Un antico patto criminale regola il commercio del pesce a Cosenza e dintorni. Un’alleanza mai messa in discussione. Perché ad aver siglato quell’accordo sono stati da un lato il boss Franco Muto, il “re del pesce” di Cetraro, e dall’altro Ettore “Ettaruzzo” Lanzino, l’ex primula della ’ndrangheta bruzia.

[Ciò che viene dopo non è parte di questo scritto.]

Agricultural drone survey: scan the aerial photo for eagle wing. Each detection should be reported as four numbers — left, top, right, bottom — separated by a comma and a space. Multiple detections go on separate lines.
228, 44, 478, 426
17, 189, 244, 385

È questa una delle tante rivelazioni contenute nelle carte di “Frontiera”, la maxi-operazione anti ’ndrangheta scattata due giorni fa contro il potente clan tirrenico dei Muto. A parlare di questo patto sono alcuni collaboratori di giustizia cosentini, su tutti Adolfo Foggetti e Daniele Lamanna. Foggetti fa i nomi di chi si occupava di distribuire nei diversi territori della provincia il pescato gestito in monopolio da Franco Muto, dominio che nessuno osava intaccare. L’unico a provarci sarebbe stato un imprenditore di Corigliano, sfoderando pure prezzi concorrenziali. Ma tutti hanno rispedito la vantaggiosa offerta al mittente. Su Paola, secondo il pentito, il referente era ad esempio Alfredo Palermo, anche lui finito in carcere martedì scorso. A Cosenza e Rende, invece, questo compito sarebbe toccato ai Di Puppo, famiglia storicamente vicina proprio ad “Ettaruzzo” Lanzino. Lamanna aggiunge altri particolari. Come la convocazione ricevuta da Franco Muto insieme a Rinaldo Gentile, altro storico esponente della ’ndrangheta cosentina. Muto si sarebbe in quell’occasione lamentato dei mancati pagamenti delle forniture da parte di svariati commercianti del capoluogo, invitando i suoi interlocutori a far rispettare i patti. Una versione, questa, che secondo la Direzione distrettuale antimafia conferma l’ossessivo controllo del boss di quel settore economico. Un comparto gestito attraverso l’azienda di famiglia, la Eurofish, governata sempre da Muto nonostante il provvedimento di confisca. Un potere schiacciante, rafforzato anche dalla decisione – di questo ne parla un altro pentito bruzio, Giuseppe Montemurro – di far aprire svariate pescherie intestate ai dipendenti della ditta cetrarese.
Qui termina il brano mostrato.